What Have The Romans Ever Done for Us? (formerly MarkJ)
Are the relatively higher sides of a skillet necessary, or would a cast iron griddle work for that recipe? I don’t presently have a cast iron skillet (it’s on my housewarming gift list) but I do have a cast iron griddle with grill ridges on one side and a smooth cooking surface on the other. The smooth side has a trough to catch excess grease and it is rimmed on the sides, but only about an eighth to a quarter-inch.
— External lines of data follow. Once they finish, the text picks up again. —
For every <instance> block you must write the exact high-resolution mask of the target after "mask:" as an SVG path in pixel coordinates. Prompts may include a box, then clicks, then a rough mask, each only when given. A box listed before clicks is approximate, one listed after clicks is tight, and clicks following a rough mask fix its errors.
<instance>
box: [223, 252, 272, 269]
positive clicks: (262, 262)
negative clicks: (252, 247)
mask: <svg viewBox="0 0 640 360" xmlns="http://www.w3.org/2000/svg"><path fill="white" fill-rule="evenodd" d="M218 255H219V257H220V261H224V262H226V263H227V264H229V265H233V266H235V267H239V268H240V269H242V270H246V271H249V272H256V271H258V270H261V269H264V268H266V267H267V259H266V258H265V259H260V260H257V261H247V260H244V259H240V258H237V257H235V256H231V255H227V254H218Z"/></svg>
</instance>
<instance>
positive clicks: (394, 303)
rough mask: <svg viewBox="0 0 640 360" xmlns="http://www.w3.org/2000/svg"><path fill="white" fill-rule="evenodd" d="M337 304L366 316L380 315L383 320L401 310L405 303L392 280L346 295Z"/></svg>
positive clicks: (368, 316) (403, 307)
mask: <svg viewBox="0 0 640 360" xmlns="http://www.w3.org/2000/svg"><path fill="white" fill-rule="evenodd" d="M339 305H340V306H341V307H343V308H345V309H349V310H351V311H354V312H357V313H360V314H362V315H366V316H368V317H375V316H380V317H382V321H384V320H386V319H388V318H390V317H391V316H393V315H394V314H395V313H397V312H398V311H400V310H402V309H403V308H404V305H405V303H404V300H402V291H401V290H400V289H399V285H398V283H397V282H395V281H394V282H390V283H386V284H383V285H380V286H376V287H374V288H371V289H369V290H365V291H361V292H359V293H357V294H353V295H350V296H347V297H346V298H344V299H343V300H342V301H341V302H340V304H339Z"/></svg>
What Have The Romans Ever Done for Us? (formerly MarkJ)
@AndyG: I think you mean F not C – 450 degrees C would be hotter than any conventional oven I’ve ever seen.
Tim O
My fondest memory of Roast Chicken: My wife and I traveled on our honeymoon to visit friends in Columbia Falls, Maine. It’s about 30 miles from the Nova Scotia border. The friends are artists/professors and they bought the two school houses that were abandoned in this once thriving ship building community. They had electricity but had not set up gas or propane. They had an antique wood stove for cooking, and for heating bath water. Very rustic and quaint. They hung fabric, tapestries and batiks along with wild flowers in a make shift “bridal suite” for us!
Dinner was Roasted chicken in the wood oven, surrounded by heads of whole garlic, tomatoes and onions, couscous on the side and for dessert, fresh baked Maine blueberry pie. OMG I can taste it now . . .
This was followed up the next day with a fresh picked mussle bake down on the water. All we took was a pound of butter, a pot for melting it and a case of beer. Heaven!
muddy
I rub my chicken down with Herb de Provence, the lavender really makes it for me. I fold the wings up but otherwise let it splay in a relaxed fashion on top of a grid placed in a dutch oven.
As far as Tom and his skin stealing mother are concerned, when my kid tried something like that I called him a motherforker.